Rwandan general, priest jailed for life on genocide

A Rwandan military tribunal on Thursday handed a life sentence to a former senior military commander and a Catholic priest over their involvement in the country's 1994 genocide, officials said.

bdnews24.com
Published : 16 Nov 2006, 12:00 PM
Updated : 16 Nov 2006, 12:00 PM
KIGALI, Nov 17 (bdnews24.com/Reuters) - A Rwandan military tribunal on Thursday handed a life sentence to a former senior military commander and a Catholic priest over their involvement in the country's 1994 genocide, officials said.
Major-General Laurent Munyakazi was until his arrest in September 2005 a top commander of a Rwandan military division in the north-east of the country.
His co-accused, Father Wenceslas Munyeshyaka, who was tried in absentia, was also sentenced to life after he was found guilty of complicity to commit genocide and rape.
"The evidence provided by the prosecution was sufficient to convince the court that the accused are guilty," the president of the military tribunal Karenzi Karake said.
Prosecutors case had requested the death penalty for the two.

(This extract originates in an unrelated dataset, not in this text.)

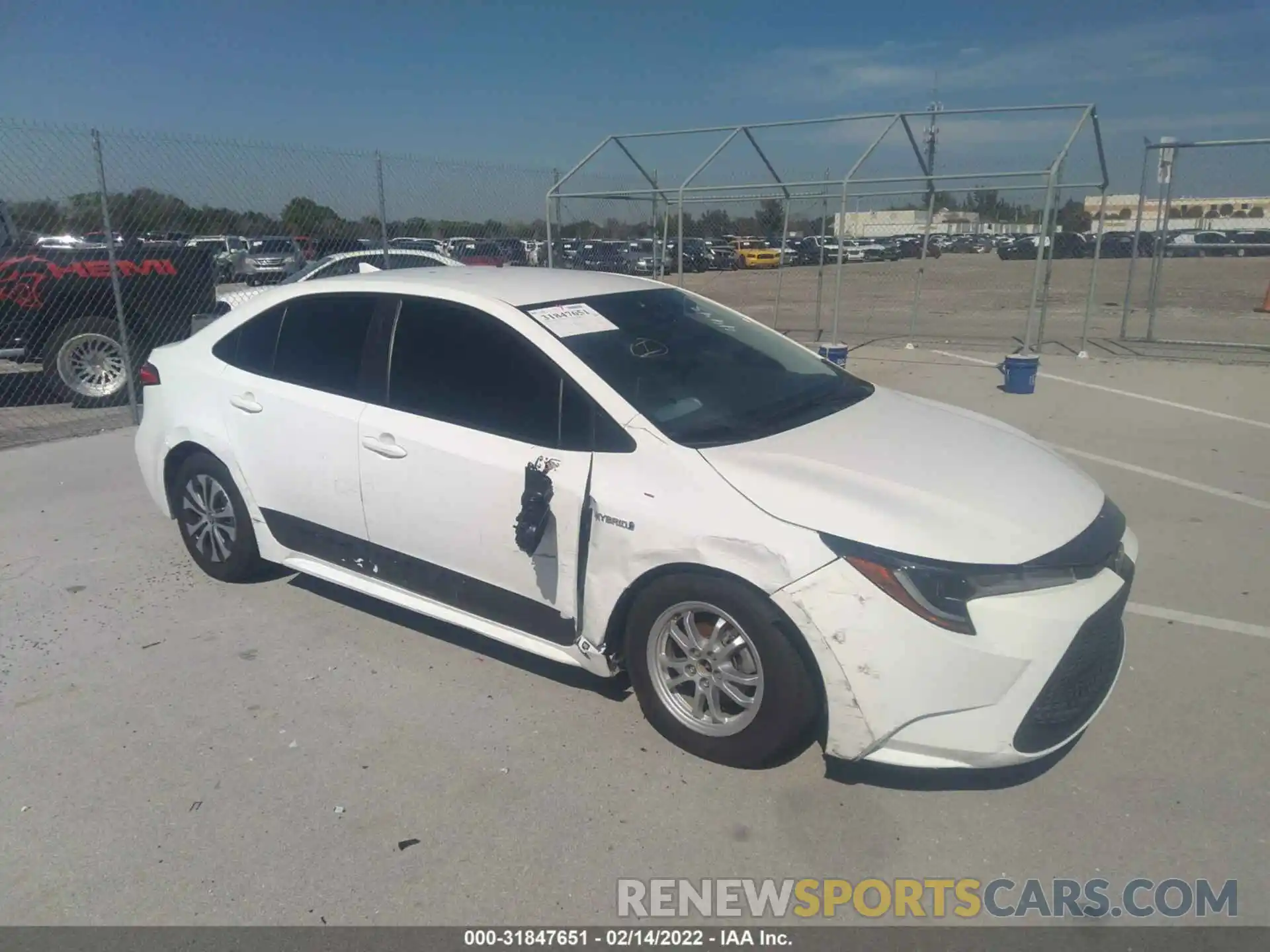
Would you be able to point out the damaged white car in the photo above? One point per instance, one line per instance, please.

But last month Rwanda embarked on a campaign to rally public support to abolish capital punishment.
The tribunal found Munyakazi guilty of killing around 215 Tutsis at two catholic cathedrals in Kigali.
He was also convicted of the murder of 17 youths he picked up from another church in Kigali who later disappeared with no trace, and three people in the Democratic Republic of Congo where he had briefly fled to seek refuge.

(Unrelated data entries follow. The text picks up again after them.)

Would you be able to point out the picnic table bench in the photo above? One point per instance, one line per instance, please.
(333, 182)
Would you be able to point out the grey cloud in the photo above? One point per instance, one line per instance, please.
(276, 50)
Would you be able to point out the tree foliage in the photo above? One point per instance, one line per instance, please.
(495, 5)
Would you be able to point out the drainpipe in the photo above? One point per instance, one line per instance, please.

Munyakazi was a senior member of the former Rwandan army during the genocide, heading a military elite unit which was in charge of security at essential institutions in Kigali.
He was integrated into the current Rwanda army after the genocide in which an estimated 800,000 people were killed.
Munyeshyaka, the former head priest of St Famille parish in Kigali, was accused of working with Munyakazi to commit the crime. He fled the country after the genocide and authorities believe he is in France.
The court gave both men two weeks to appeal the verdict at the Rwandan Military High Court.
Munyakazi, a Hutu, was arrested on orders from a traditional gacaca court after he was accused of intimidating witnesses and trying to destroy evidence.
Last week the gacaca courts sentenced a Catholic nun to 30 years in prison for helping militiamen kill hundreds of Tutsis hiding in a hospital during the genocide.